Meet Dr. Evgeniya Pechnikova, our new Senior Applications Development Scientist

We are happy to announce that DENSsolutions has expanded the team with a wonderful new colleague – Dr. Evgeniya Pechnikova.

In the pursuit to grow our applications development for the DENSsolutions Stream system and other future product lines, we recently welcomed Dr. Evgeniya Pechnikova to the team – our new Senior Applications Development Scientist. Evgeniya has years of experience and high-level technical expertise in electron microscopy (EM), including cryogenic-EM, tomography and data processing techniques. Her role at DENSsolutions will be focused on developing novel in situ liquid EM applications that demonstrate the power of our solutions. She will also be working on creating new techniques and methodologies that will support the research of our customers, as well as perfecting our demonstration and installation protocols. We are thrilled to have Evgeniya join the DENSsolutions family and look forward to the valuable contributions she will make to the team on both a personal and professional level. In this article, we have asked Evgeniya to introduce herself so you can learn more about her extensive experience and her new role at DENSsolutions.

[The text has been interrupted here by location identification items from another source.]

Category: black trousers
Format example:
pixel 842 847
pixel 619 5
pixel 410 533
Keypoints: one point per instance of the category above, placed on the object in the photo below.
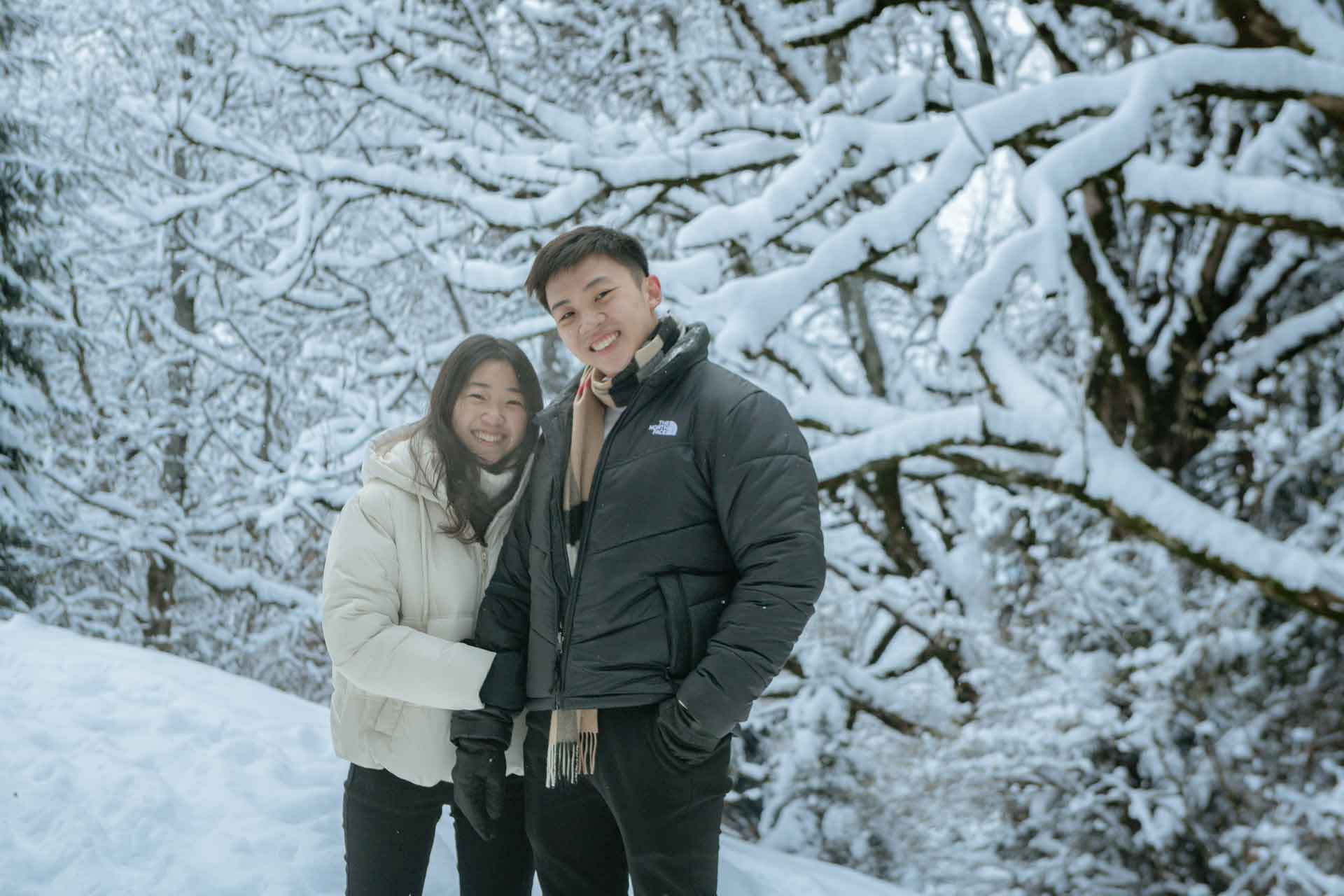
pixel 641 816
pixel 390 830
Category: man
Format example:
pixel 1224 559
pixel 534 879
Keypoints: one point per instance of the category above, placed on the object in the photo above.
pixel 666 564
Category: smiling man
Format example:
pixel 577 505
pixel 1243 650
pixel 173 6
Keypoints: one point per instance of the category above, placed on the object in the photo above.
pixel 666 562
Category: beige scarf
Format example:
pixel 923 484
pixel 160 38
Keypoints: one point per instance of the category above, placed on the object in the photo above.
pixel 571 748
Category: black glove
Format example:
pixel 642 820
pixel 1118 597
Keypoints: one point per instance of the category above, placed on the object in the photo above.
pixel 505 682
pixel 479 785
pixel 682 734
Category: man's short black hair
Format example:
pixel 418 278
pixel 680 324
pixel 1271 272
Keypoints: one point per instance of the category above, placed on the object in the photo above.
pixel 571 248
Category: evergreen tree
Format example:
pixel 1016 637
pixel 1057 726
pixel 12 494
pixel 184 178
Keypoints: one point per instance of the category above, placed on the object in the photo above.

Meet Dr. Evgeniya Pechnikova

“My name is Evgeniya Pechnikova, and I was born and raised in Moscow, Russia. I have a lot of love for adventure and history, and enjoy travelling around the world to explore ruins of ancient civilizations. I’m also an avid fan of photography, Latin social dances like salsa and tango, as well as playing badminton and a game known as ‘werewolves’!

I have always been drawn to different spheres of science. That is why for my higher education, I decided to enrol in Lomonosov Moscow State University‘s biological faculty. As they had a very broad program there, I had the opportunity to learn about a wide range of subjects, starting with mathematics and physics and ending up with biochemistry, plant physiology and even drawing.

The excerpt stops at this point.